006 先輩
「やっぱり気になるわね……」
「検査の……こと……?」
寮舎に向かう道すがら、セイレーンとゼクティスがそんな会話をしている。
「ええ……。明らかに私の番の時、先生変だったもの」
「確かに、不自然極まりない反応ではあった。加えて、エラーが何とかと言っていたが、この学園の設備でエラーなど普通はないと考えたほうが妥当だろう」
冷静に分析するタイタン。しかし、おそらく彼らが気づいていないことを俺は指摘した。
「他人事のように分析してるが、君たちも当事者だぞ。フレアとシルフィアも含めてな」
『え?』と声が重なる。
「どういうことだよ。別になんかエラーが出たとか言ってたのはこの次席ちゃんだけだろうが」
「まあ確かにそう見える。でも注意深く見てればわかるが、先生はあの時、ゼクティスの検査を記録していなかった。記録にしなくてもいい事情……あるいはできない事情があるのかはわからんが」
「うーん……結局それが、私たちも部外者じゃないことに何の関係があるの?」
シルフィアは不思議そうだ。ここまでの話だけじゃ意味は分からないだろう。
「君らの時も、ルアナ先生は記録をしていなかった。表情には出ないようにしていた。まあ、隠しきれてなかったがな」
気づかなかった、と言わんばかりの顔をする一同。確かにあれは普通は気づかないだろう。
「そしてそれは……俺に関してもそうだ」
「な……」
「よくそんなところまで見てるわね。正直怖いくらい」
「確かに……いわれてみればそうかも」
俺たち六人に何か異常があるかと言われれば、そんな気はしない。にもかかわらず、ルアナ先生の反応は不自然で、何かを隠しているように見えた。
「この件に関しては後日聞いてみる必要がありそうだな……」
周囲のクラスメートがガヤガヤと歩いていく中、六人はぬぐえなさを感じていた。
――その時だった――
「お前らが新入生か」
突如かかった声の方を向く。それは俺だけでなく、周囲の5人も、クラスメートもだった。
いたのは二人の男だった。自分たちと同じような制服を着ているが、胸にある校章の色が違う。おそらく……
「その校章……戦術Sか。ハッ、にしてはずいぶんとレベルの低そうな連中だなぁ?」
「……なにか御用ですか、そんな罵倒を言うためだけに声をかけたのではないでしょう?」
ゼクティスは男の発言をものともせずに応じた。順当な質問だ。
「わかんねぇの?先輩の威厳ってやつを見せつけてやるんだよ」
罵倒した挙げ句何をほざくか、雑魚め。
「先輩方への尊敬の念を忘れるつもりはないです。が、あなたのような人を尊敬するつもりはない。お言葉ですが、俺から見たらあんたのがよっぽどレベルが低そうですが?」
「はぁ?舐め腐りやがって……いいだろう、てめえこっちに来い」
御しやすい連中だな、簡単に挑発に乗る。
さっきから喋ってるのは片方だけで、もう一方はただ状況を静観している。付き合わされてるだけだろうというのは、彼のつまらなさそうな顔から見て取れる。

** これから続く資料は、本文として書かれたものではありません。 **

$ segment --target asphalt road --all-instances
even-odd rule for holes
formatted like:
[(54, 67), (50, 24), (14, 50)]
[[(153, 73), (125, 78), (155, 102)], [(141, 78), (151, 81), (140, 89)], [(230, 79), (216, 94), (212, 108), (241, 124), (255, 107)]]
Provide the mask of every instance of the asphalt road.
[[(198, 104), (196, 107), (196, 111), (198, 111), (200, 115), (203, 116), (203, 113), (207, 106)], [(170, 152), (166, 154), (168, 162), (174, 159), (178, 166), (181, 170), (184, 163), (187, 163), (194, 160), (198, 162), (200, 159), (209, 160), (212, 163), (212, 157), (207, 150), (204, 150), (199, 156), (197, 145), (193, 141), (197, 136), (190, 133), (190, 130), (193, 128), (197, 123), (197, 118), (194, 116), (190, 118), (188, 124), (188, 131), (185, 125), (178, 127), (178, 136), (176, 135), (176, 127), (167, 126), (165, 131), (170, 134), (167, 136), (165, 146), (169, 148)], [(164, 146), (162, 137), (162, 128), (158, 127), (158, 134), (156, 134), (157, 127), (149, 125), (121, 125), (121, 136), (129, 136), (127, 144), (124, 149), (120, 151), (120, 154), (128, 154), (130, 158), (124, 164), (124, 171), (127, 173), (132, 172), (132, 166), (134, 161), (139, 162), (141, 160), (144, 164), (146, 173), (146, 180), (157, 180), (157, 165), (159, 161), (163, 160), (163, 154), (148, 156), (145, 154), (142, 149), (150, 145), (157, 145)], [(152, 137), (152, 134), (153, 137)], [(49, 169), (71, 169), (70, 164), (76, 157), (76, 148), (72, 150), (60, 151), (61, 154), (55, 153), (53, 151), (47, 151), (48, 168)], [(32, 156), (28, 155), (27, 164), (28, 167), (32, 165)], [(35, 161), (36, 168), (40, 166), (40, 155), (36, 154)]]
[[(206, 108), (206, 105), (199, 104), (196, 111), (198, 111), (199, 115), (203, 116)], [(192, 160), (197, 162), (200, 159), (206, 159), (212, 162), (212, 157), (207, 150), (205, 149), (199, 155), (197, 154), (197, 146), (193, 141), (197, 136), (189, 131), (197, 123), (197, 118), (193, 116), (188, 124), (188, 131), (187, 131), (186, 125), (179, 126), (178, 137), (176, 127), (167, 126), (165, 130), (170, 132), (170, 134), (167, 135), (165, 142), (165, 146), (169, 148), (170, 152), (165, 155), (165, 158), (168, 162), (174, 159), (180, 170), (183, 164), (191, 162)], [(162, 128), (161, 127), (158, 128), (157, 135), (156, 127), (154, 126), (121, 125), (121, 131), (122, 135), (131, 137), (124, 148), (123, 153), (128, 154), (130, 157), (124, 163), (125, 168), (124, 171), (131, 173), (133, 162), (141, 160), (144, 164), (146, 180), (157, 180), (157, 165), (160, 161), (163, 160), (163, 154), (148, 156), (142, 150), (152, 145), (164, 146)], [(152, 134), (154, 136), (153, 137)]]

「そのコケにしたような態度、すぐに後悔させてやる。魔導模擬戦だ。あんだけ大口たたいて引き下がりはしないよなぁ?」
「……はぁ……」
ため息をつく付き添いの方の先輩。彼はおそらく話が分かる人だろう。なんとなくわかるものだ。こいつと違って……強い。
まあ、しばしお待ちを。こっちも頭来てるんでね。俺は短気なんだ。
「いいでしょう。ルールは魔術だけでいいですか?剣も使います?」
「あたりまえだ。ぼこぼこに叩き潰してこそてめえみたいなのには意味がある。いくぜぇ?」
その腰に下げた模擬剣を取り出す。後輩相手に大人気のない……。どこにでもこういうのはいるんだな。
ダーカー家の名誉のためにも、俺たちのクラスの名誉のためにも、思い知らせてやろうじゃないか。